Source: Google Trends

The past three days of price action seem indicative of a resurgence of interest in ETH, perhaps as traders anticipate the more friendly regulatory environment as being a boon to the ecosystem. Trading volumes in ETH options have also exploded relative to BTC options. Spot Ether ETFs have also seen outsized inflows since the election was called, according to Farside Investors. Should these flows pick up, we could be seeing further outsized moves in ETH prices as the market is generally less liquid there.

Price breakouts have been ubiquitous across crypto majors, and at some point there are likely to be pullbacks. For the next week however, it’s reasonable to expect that dips will be shallow and short lived. Bitcoin has so far rejected attempts to retrace decisively below the previous all time high at $73,700, though it did serve as a control point on the day. All else remaining equal, dips back towards that area should be bought, and allocations increased further in the $69,000- $70,000 region.

Thank you for reading and we’ll see you next week!

Team Halogen

Disclaimer: The information, analysis, and viewpoints presented here are intended solely for general informational purposes and should not be construed as personalised advice or recommendations for any specific individual or entity.
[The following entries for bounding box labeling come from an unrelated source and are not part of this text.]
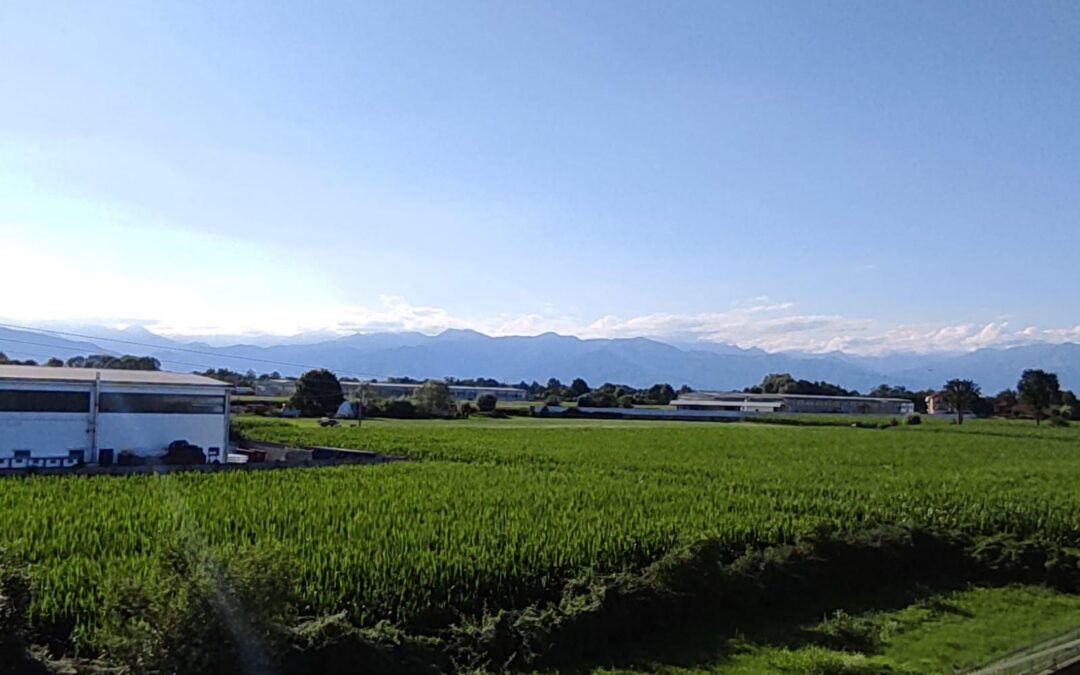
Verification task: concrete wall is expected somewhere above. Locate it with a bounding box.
[0,381,229,462]
[0,411,90,459]
[97,413,228,456]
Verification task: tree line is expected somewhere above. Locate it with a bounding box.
[0,352,161,370]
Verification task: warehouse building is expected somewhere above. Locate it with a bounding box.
[341,381,528,401]
[672,391,915,415]
[0,365,230,469]
[255,379,527,401]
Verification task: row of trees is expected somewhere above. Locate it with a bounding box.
[941,368,1080,424]
[0,352,161,370]
[288,368,460,417]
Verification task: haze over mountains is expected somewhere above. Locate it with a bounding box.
[0,326,1080,393]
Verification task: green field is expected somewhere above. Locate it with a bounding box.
[0,418,1080,669]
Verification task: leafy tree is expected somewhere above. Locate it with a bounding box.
[1016,368,1062,424]
[67,354,161,370]
[743,373,858,396]
[476,393,499,413]
[578,387,619,408]
[942,379,982,424]
[413,380,454,415]
[195,368,255,387]
[645,383,675,405]
[1062,390,1080,419]
[994,389,1020,415]
[570,377,589,397]
[288,368,345,417]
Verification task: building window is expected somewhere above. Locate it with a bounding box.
[97,394,225,415]
[0,389,90,413]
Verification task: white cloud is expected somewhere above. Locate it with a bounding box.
[0,224,1080,354]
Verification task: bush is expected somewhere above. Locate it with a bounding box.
[476,394,499,413]
[382,399,419,419]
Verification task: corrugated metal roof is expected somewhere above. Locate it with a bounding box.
[0,365,231,387]
[677,391,910,403]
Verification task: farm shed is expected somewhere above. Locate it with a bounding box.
[0,365,231,469]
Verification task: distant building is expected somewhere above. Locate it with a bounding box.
[255,379,296,396]
[672,391,915,415]
[341,380,528,401]
[0,365,232,469]
[927,391,956,415]
[255,379,528,401]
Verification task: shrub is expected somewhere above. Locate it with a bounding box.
[382,399,419,419]
[476,394,499,413]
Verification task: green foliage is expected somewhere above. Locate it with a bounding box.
[1016,368,1062,423]
[744,373,859,396]
[570,377,589,397]
[942,379,981,424]
[288,368,345,417]
[476,394,499,413]
[413,380,455,417]
[67,354,161,370]
[6,418,1080,666]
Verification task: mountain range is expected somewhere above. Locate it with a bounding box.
[0,326,1080,393]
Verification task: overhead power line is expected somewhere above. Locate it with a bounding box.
[0,323,391,378]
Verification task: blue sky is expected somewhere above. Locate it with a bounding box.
[0,1,1080,352]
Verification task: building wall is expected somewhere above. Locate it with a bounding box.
[0,381,229,462]
[341,382,527,401]
[782,396,915,415]
[97,413,229,456]
[0,410,90,459]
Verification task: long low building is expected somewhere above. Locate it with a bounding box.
[0,365,231,469]
[672,391,915,415]
[255,379,528,401]
[341,381,528,401]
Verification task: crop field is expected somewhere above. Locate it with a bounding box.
[0,418,1080,665]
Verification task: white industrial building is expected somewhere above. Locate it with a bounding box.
[672,391,915,415]
[0,365,231,469]
[255,379,528,401]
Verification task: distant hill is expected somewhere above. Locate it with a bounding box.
[0,328,1080,393]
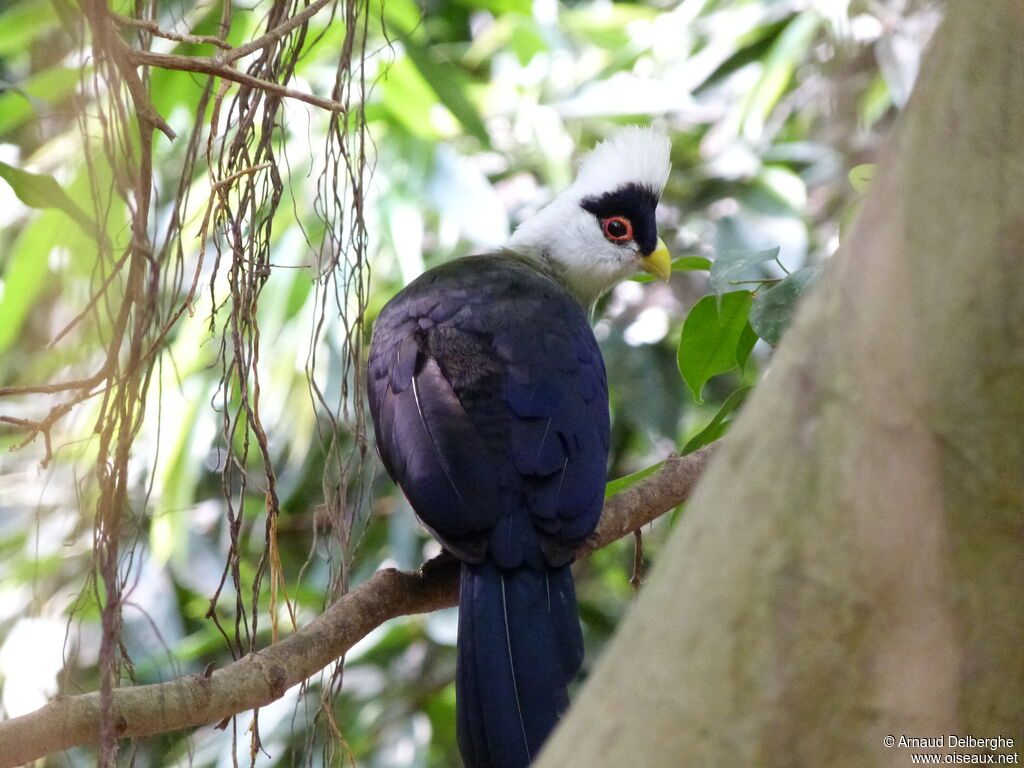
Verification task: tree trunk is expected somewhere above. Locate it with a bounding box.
[540,0,1024,768]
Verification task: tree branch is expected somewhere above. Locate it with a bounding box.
[127,49,345,113]
[0,445,715,768]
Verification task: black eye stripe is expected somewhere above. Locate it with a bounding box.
[580,184,657,253]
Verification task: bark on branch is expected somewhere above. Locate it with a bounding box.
[0,445,715,768]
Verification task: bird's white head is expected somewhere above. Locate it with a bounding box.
[507,126,672,308]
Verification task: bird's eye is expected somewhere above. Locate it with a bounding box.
[601,216,633,243]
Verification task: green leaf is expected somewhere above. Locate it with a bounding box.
[0,163,110,248]
[0,211,58,353]
[850,163,879,195]
[633,256,712,283]
[604,462,665,499]
[404,40,490,146]
[0,163,75,208]
[682,386,754,456]
[676,291,753,402]
[711,252,779,296]
[751,265,820,344]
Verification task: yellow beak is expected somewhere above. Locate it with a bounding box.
[640,238,672,281]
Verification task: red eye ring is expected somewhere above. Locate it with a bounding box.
[601,216,633,243]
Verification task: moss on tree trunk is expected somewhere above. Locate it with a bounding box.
[540,0,1024,768]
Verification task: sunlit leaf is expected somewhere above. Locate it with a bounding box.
[676,291,752,402]
[406,40,490,146]
[711,248,779,296]
[850,163,879,195]
[681,386,754,456]
[736,323,758,368]
[0,163,110,246]
[751,265,820,344]
[604,462,665,499]
[633,256,712,283]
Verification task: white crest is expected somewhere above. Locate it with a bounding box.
[572,125,670,195]
[506,126,671,308]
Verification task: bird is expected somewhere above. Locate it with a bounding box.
[367,126,672,768]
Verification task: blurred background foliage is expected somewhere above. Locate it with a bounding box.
[0,0,941,768]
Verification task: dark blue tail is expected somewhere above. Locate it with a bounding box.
[456,562,583,768]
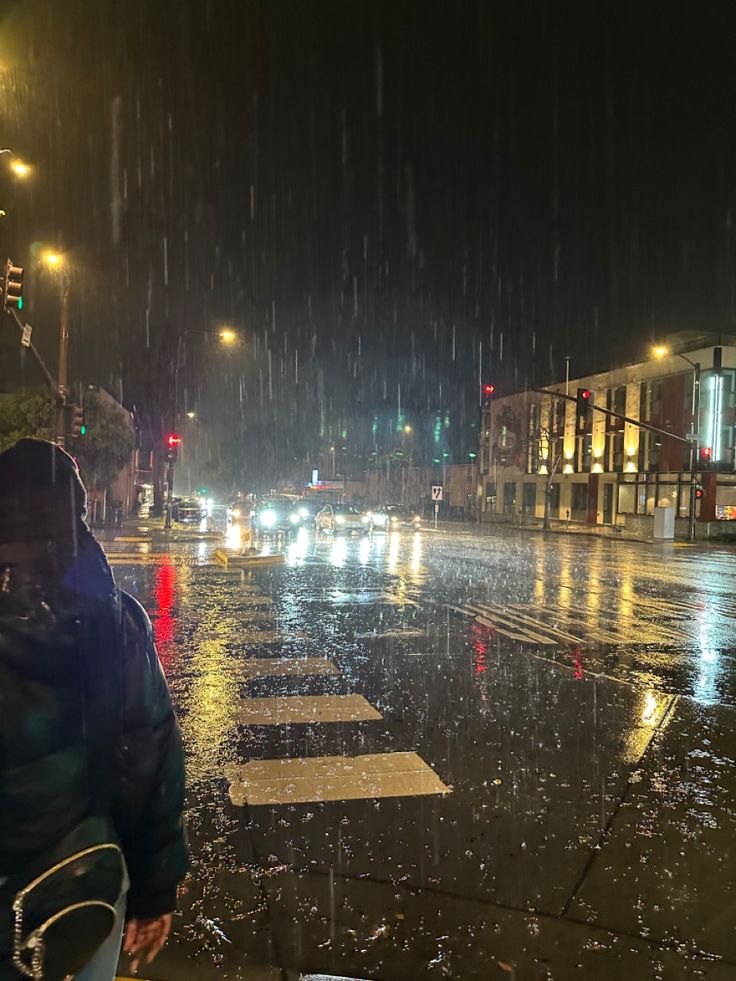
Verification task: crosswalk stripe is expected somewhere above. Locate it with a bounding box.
[225,753,452,807]
[238,630,308,647]
[468,606,581,644]
[238,695,383,726]
[475,615,555,646]
[239,657,340,679]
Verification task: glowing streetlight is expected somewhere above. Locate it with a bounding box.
[10,158,31,180]
[41,249,64,269]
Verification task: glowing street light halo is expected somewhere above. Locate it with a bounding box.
[220,327,238,346]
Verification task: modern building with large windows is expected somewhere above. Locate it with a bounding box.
[479,332,736,534]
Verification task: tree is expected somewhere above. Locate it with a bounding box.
[0,389,54,452]
[75,392,136,492]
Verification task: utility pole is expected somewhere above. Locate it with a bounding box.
[680,355,700,542]
[56,270,69,447]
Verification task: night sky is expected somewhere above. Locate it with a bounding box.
[0,0,736,479]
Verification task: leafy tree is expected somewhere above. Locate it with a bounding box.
[75,392,135,491]
[0,390,135,491]
[0,390,54,452]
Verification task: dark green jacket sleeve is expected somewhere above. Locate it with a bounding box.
[113,593,187,916]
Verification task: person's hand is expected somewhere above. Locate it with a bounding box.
[123,913,171,974]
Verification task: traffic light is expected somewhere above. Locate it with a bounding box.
[166,433,181,463]
[62,404,87,439]
[575,388,590,436]
[72,405,87,436]
[3,259,23,313]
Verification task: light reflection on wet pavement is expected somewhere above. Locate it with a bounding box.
[110,532,736,981]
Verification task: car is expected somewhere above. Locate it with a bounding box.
[371,504,422,531]
[253,497,294,534]
[289,498,323,528]
[314,504,371,534]
[171,497,205,525]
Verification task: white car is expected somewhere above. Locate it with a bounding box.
[314,504,371,534]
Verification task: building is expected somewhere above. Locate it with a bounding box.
[479,333,736,535]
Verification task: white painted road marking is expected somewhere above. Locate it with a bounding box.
[241,657,340,679]
[238,695,383,726]
[225,753,451,807]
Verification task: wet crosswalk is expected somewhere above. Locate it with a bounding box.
[449,595,736,647]
[218,584,451,807]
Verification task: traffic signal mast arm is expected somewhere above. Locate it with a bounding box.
[7,308,66,405]
[533,388,691,446]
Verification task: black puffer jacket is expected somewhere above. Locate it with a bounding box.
[0,526,187,964]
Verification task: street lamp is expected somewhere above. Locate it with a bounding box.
[41,249,69,446]
[220,327,238,347]
[10,160,31,180]
[652,344,700,542]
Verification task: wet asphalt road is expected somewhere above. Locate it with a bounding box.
[106,529,736,981]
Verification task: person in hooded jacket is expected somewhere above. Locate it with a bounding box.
[0,439,187,981]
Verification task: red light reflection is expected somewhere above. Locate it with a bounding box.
[151,557,176,674]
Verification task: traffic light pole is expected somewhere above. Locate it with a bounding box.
[534,382,700,542]
[56,273,69,446]
[533,386,688,446]
[680,354,700,542]
[7,310,62,405]
[164,460,174,531]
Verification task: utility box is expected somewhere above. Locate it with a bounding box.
[654,508,675,542]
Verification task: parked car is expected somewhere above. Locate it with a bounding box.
[289,498,323,528]
[253,497,294,533]
[314,504,371,534]
[171,497,205,525]
[371,504,422,531]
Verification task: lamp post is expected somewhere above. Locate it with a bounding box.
[164,327,240,530]
[652,345,700,542]
[39,249,69,446]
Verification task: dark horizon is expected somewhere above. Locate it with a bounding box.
[0,0,736,486]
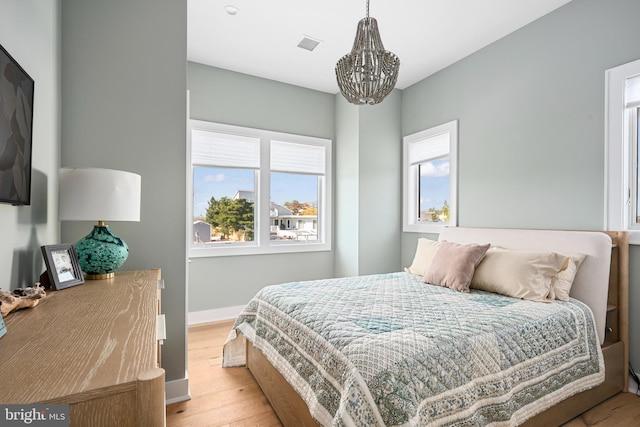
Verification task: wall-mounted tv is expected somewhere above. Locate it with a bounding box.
[0,45,34,205]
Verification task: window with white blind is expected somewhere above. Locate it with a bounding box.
[402,120,458,233]
[189,120,331,257]
[605,60,640,243]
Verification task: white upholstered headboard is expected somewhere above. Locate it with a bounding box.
[438,227,612,344]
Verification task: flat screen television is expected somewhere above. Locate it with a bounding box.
[0,45,34,205]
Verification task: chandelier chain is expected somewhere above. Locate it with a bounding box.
[335,0,400,105]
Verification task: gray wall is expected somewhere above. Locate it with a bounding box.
[61,0,187,381]
[402,0,640,369]
[335,90,402,276]
[0,0,60,290]
[183,62,336,312]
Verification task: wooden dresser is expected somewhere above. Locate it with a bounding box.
[0,269,165,427]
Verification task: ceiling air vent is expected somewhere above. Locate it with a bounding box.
[298,36,320,51]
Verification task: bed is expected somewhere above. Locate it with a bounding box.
[223,228,628,426]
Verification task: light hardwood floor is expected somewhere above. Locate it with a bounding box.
[167,321,640,427]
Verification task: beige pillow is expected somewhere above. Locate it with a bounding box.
[551,254,587,301]
[422,240,490,292]
[471,247,567,302]
[404,237,440,276]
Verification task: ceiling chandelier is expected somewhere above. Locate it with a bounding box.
[336,0,400,105]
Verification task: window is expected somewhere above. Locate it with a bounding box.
[605,60,640,243]
[188,120,331,257]
[402,120,458,233]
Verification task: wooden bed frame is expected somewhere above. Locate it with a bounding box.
[242,231,629,427]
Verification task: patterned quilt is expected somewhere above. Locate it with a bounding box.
[223,272,604,426]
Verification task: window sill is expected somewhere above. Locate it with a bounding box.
[189,243,331,258]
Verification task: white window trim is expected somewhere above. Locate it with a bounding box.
[402,120,458,233]
[187,119,333,258]
[604,60,640,244]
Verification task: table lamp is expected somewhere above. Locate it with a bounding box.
[58,168,141,280]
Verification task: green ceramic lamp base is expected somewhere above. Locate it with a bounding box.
[76,221,129,280]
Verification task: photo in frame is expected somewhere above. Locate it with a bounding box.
[41,244,84,290]
[0,45,34,206]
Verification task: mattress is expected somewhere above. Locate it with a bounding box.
[223,272,604,426]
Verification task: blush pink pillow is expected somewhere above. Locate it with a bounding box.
[422,240,490,292]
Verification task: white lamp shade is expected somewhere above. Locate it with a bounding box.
[58,168,141,221]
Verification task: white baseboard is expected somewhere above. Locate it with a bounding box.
[187,305,245,325]
[164,378,191,405]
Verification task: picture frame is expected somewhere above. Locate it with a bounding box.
[0,45,34,206]
[40,244,84,291]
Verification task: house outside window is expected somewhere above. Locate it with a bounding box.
[402,120,458,233]
[188,120,331,257]
[605,60,640,244]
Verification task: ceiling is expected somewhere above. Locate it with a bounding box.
[187,0,570,93]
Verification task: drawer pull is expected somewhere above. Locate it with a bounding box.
[156,314,167,344]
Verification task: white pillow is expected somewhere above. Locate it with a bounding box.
[551,254,587,301]
[404,237,440,276]
[471,247,567,302]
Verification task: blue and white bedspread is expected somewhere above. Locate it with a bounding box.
[223,272,604,426]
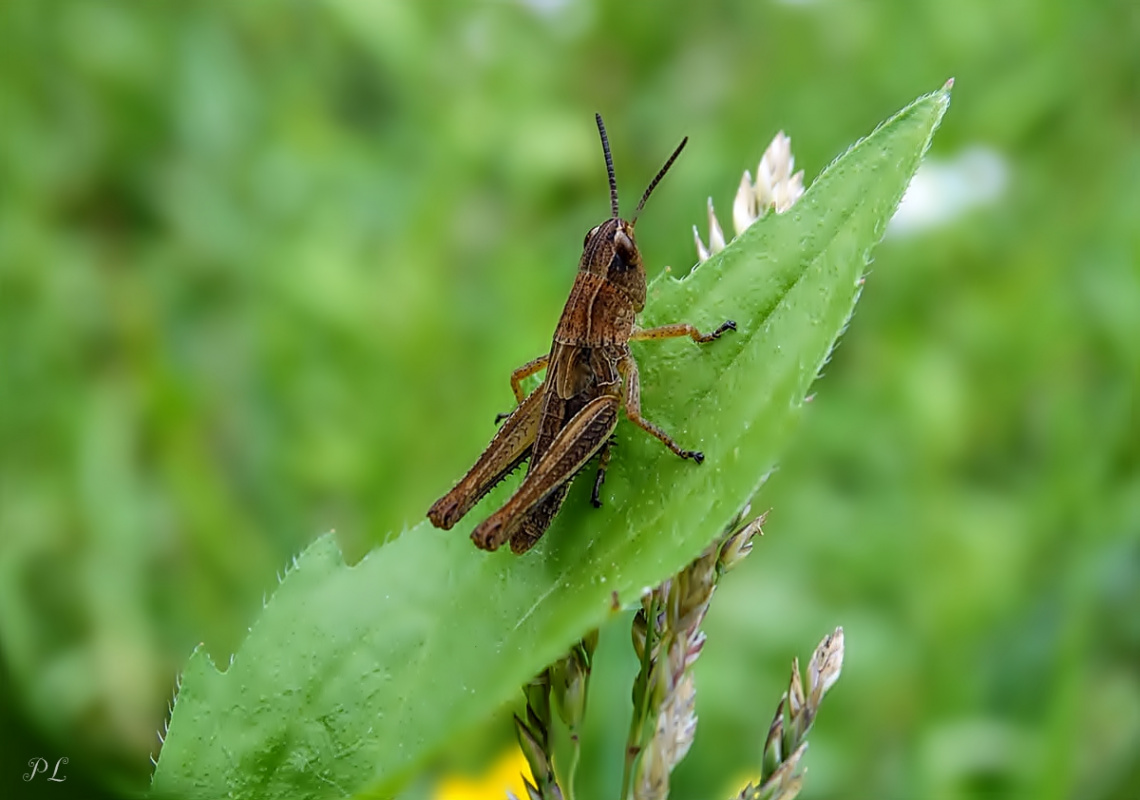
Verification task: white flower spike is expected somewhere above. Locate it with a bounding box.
[693,131,804,263]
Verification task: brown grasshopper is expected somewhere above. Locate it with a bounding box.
[428,114,736,553]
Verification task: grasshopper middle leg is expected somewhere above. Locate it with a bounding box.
[618,356,705,464]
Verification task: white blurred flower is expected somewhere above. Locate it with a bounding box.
[887,145,1009,237]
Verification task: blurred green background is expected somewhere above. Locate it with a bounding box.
[0,0,1140,800]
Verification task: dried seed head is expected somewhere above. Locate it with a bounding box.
[807,628,844,708]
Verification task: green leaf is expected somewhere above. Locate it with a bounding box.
[153,87,950,798]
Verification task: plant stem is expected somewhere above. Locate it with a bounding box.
[620,591,660,800]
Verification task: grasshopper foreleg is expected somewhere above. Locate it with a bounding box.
[495,354,551,425]
[629,319,736,344]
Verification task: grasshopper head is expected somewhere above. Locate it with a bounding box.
[578,217,645,311]
[578,114,689,311]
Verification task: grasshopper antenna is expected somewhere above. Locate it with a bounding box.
[594,114,618,219]
[633,134,689,225]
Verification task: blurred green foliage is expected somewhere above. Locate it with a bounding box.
[0,0,1140,799]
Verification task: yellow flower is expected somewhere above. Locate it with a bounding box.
[432,748,535,800]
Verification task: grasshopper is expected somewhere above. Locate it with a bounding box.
[428,114,736,554]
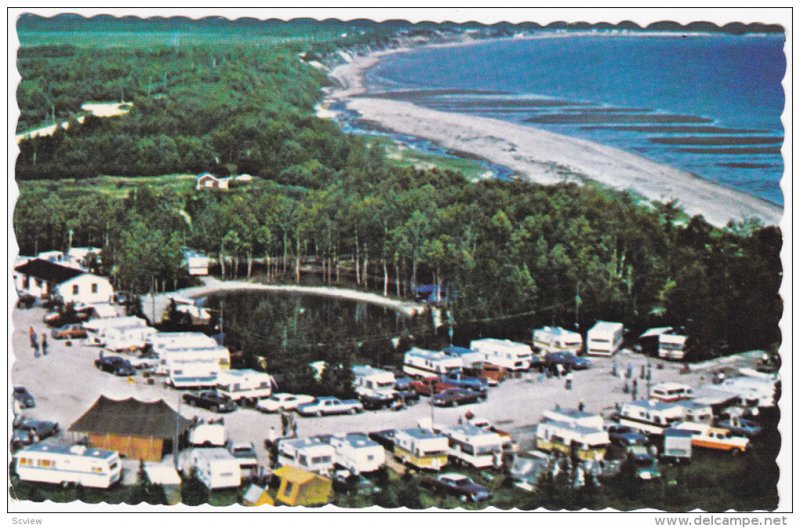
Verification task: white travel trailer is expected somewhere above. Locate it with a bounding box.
[586,321,623,356]
[533,326,583,355]
[403,348,462,377]
[103,324,158,352]
[83,315,147,346]
[469,338,533,370]
[217,369,272,402]
[190,447,242,490]
[353,365,397,398]
[619,400,686,435]
[278,437,336,476]
[14,443,122,488]
[330,433,386,475]
[440,424,503,469]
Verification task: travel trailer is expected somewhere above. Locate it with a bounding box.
[190,447,242,490]
[586,321,623,356]
[536,409,611,460]
[14,443,122,489]
[83,315,147,346]
[330,433,386,475]
[533,326,583,355]
[403,348,462,377]
[394,427,450,471]
[619,400,686,435]
[674,422,750,455]
[278,437,336,476]
[217,369,272,402]
[353,365,397,400]
[469,338,533,371]
[438,424,503,469]
[650,383,693,402]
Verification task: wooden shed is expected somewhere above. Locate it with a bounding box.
[69,396,192,462]
[273,466,331,506]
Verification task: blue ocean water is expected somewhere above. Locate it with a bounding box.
[366,34,786,205]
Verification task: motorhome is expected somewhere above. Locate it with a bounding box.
[442,346,483,373]
[403,348,462,377]
[619,400,686,435]
[533,326,583,355]
[190,447,242,490]
[278,437,336,476]
[103,324,158,352]
[83,315,147,346]
[650,383,694,402]
[394,427,450,471]
[330,433,386,475]
[439,424,503,469]
[217,369,273,402]
[14,443,122,489]
[469,338,533,371]
[674,422,750,455]
[353,365,397,400]
[586,321,623,356]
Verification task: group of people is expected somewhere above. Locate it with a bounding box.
[28,326,47,357]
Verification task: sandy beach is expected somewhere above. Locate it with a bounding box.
[325,43,783,226]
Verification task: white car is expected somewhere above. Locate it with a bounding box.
[256,392,314,412]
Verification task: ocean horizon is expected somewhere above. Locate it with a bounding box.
[365,33,786,206]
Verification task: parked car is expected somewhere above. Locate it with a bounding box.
[604,424,649,447]
[367,429,397,451]
[422,473,492,502]
[440,372,489,394]
[50,324,86,339]
[408,376,454,396]
[481,363,508,386]
[544,352,592,370]
[94,356,136,376]
[256,392,314,412]
[297,396,364,416]
[183,390,236,412]
[12,416,59,442]
[14,386,36,409]
[432,388,484,407]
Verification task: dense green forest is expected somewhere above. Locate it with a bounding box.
[14,18,782,357]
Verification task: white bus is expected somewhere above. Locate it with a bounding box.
[403,348,463,377]
[14,443,122,488]
[469,338,533,370]
[586,321,623,356]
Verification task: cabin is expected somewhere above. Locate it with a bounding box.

For personalised investment decisions, individual investors are advised to consult their licensed financial professional advisor. The opinions expressed by the Manager are based on certain assumptions or prevailing market conditions, and they are subject to change without prior notice. This material is being distributed for informational purposes only and should not be regarded as investment advice or an endorsement of any particular security, strategy, or investment product. While the information provided herein may include data or opinions from sources believed to be reliable, its accuracy and completeness are not guaranteed. Reproduction of any part of this material in any form or reference to it in other publications is strictly prohibited without the express written permission from Halogen Capital Sdn Bhd. Halogen Capital Sdn Bhd and its employees assume no liability regarding the use of this material or its contents.